Искренне пожалев отца вчера, Ксения думала теперь о нем уже как о постороннем. И не с жалостью — с неподдельным удивлением. Когда он пришел в себя и отоспался, все вернулось на круги своя. И выяснять отношения князь Белопольский принялся первым, несмотря на все нежелание дочери. Он хотел расставить все точки над «i» — таков был новый, непреложный закон его жизни (были ли в ней вообще законы?). Николай Вадимович попытался объяснить, как он нашел Ксению, как узнал, что она подле княгиня Мещерской. «А собственно зачем? — холодно поинтересовалась Ксения. — С какой целью? Ведь наши отношения не давали вам, кажется, права?» — «Я — отец, ты — дочь моя, — безапелляционно ответил он. — И долг твой дочерний...» — «Не надо о взаимных долгах, отец! Я считаю себя свободной...» — «Ни слова более! — воскликнул он с полным и искренним отчаянием. — Ты что же, гонишь меня?» — «Но это вовсе не мой дом, пойми. Я здесь служанка». — «Вечно ты усложняешь Ксения. Побуду два-три дня и...» — «Не может быть и речи! Княгиня Мещерская не потерпит...» — «Мещерская? Вера Кирилловна?.. Да я сам поговорю с ней!» — «Твое дело. Только не рассчитывай, пожалуйста, что я стану тебя представлять ей. И жить с тобой не хочу». — «Спасибо, доченька, за все спасибо, за хлеб-соль... Надеюсь, в этом доме найдется уголок для меня на несколько дней и без твоих усилий. Мир не без добрых людей...»
И Николай Вадимович, конечно, остался. Княгиня Вера, растроганная, по-видимому, его рассказами о последних минутах Николая Николаевича, дала ему комнату. Обитатели дома смотрели на него снизу вверх, как на особого представителя, удостоившегося чести присутствовать при последних минутах великого человека.
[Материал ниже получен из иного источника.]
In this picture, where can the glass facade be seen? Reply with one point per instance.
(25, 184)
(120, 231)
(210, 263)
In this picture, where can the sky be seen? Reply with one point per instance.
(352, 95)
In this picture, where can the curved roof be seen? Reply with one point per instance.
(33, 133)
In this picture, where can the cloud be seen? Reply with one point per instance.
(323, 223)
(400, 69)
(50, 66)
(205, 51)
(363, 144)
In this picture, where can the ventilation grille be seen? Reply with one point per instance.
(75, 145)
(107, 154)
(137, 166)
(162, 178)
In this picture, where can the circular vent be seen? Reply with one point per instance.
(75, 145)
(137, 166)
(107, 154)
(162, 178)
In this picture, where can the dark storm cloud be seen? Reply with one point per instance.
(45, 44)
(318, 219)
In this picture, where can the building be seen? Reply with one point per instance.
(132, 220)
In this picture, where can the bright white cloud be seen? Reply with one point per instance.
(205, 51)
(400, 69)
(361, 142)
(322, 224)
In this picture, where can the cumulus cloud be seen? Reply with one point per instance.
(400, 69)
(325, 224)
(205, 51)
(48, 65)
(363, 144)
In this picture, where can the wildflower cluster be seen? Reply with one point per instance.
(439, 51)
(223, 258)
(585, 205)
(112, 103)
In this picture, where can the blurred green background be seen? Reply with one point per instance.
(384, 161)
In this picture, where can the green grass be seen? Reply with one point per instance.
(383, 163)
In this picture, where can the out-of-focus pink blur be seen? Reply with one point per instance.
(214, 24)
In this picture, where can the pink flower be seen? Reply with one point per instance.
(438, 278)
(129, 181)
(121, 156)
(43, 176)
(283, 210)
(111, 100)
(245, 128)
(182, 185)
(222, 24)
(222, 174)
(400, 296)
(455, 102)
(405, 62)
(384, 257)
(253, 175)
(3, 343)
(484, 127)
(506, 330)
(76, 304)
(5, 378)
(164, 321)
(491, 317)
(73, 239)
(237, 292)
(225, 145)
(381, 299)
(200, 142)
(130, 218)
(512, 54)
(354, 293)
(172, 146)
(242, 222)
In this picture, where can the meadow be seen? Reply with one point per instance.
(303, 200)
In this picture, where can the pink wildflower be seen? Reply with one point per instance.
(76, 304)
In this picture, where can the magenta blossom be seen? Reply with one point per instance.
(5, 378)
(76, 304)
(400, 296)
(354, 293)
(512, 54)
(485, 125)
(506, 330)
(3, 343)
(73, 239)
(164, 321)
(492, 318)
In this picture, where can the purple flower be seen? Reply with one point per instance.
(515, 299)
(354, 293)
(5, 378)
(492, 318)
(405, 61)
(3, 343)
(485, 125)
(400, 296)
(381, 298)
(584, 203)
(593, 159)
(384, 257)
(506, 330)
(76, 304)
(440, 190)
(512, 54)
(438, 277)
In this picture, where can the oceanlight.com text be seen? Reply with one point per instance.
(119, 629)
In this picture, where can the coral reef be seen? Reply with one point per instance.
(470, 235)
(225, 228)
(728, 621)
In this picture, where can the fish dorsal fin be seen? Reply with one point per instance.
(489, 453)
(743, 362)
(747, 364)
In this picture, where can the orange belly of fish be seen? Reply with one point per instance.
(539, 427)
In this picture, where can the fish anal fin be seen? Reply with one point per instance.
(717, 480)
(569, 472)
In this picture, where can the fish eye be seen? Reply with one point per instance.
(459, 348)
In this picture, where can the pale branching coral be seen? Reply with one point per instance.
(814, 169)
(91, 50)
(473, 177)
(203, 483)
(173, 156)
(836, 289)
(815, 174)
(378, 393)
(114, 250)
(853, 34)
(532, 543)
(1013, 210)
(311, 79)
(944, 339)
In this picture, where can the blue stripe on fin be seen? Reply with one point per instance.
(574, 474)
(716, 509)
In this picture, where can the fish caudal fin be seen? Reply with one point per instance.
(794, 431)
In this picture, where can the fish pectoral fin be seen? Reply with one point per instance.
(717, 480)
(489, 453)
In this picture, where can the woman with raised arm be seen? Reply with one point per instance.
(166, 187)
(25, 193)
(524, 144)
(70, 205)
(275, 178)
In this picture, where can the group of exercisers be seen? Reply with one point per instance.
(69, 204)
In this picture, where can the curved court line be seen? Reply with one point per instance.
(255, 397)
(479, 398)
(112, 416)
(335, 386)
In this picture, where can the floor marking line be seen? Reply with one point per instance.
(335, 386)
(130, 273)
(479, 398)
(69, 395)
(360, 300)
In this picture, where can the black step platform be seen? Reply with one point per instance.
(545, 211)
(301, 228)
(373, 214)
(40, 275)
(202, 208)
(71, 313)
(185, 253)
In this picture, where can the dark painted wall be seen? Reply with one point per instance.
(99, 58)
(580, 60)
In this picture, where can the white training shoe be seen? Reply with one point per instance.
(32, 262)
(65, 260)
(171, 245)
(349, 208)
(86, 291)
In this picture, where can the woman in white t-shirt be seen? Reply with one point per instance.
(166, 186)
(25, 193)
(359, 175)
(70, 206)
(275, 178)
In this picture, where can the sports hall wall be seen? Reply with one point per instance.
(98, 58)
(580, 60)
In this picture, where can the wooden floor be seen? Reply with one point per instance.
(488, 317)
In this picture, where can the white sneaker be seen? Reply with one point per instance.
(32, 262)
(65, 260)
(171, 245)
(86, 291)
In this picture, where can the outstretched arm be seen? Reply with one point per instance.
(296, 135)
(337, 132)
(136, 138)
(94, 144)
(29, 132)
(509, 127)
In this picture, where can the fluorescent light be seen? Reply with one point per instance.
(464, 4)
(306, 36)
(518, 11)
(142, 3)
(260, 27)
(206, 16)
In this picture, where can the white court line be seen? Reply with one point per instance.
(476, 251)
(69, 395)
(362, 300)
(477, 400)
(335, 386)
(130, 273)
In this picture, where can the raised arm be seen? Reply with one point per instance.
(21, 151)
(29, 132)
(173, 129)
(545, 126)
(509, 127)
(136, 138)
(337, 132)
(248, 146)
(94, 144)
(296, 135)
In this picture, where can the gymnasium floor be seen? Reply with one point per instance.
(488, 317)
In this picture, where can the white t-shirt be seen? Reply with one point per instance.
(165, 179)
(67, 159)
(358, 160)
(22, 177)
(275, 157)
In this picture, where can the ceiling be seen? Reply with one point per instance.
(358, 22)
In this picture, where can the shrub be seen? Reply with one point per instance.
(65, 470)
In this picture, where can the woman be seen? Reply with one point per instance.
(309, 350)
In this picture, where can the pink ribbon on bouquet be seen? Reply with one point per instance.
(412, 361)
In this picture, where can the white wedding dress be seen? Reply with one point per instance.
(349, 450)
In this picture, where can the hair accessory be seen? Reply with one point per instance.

Его расспрашивали о новых и новых подробностях, соблюдении каждого обряда, о реакции великой княгини и ближайшего окружения. Белопольский совершенно освоился в Русском доме. Большую часть дня и все вечера он проводил в обществе американки. Между ним и Доротеей, несомненно, уже возникли какие-то отношения.
Прошла неделя, другая...
Доротея Пенджет объявила наконец о точном дне своего отъезда.
В канун его, утром, Ксению навестил отец. Она встретила его холодно, сухо. «Будет опять что-то просить», — подумала она с неприязнью.
— Хочу посоветоваться с тобой, — торопливо сказал он. — Дело в том, что Доротея Пенджет предложила мне... — неожиданно голос его пресекся от волнения, — предложила сопровождать ее в Америку, — высказав это, он вздохнул с облегчением. — Как ты думаешь?
— А в качестве кого ты собираешься вояжировать? — спросила она безжалостно.
— Ну... В качестве гостя, вероятно. И — поверь! — для меня это почетное и интересное приглашение.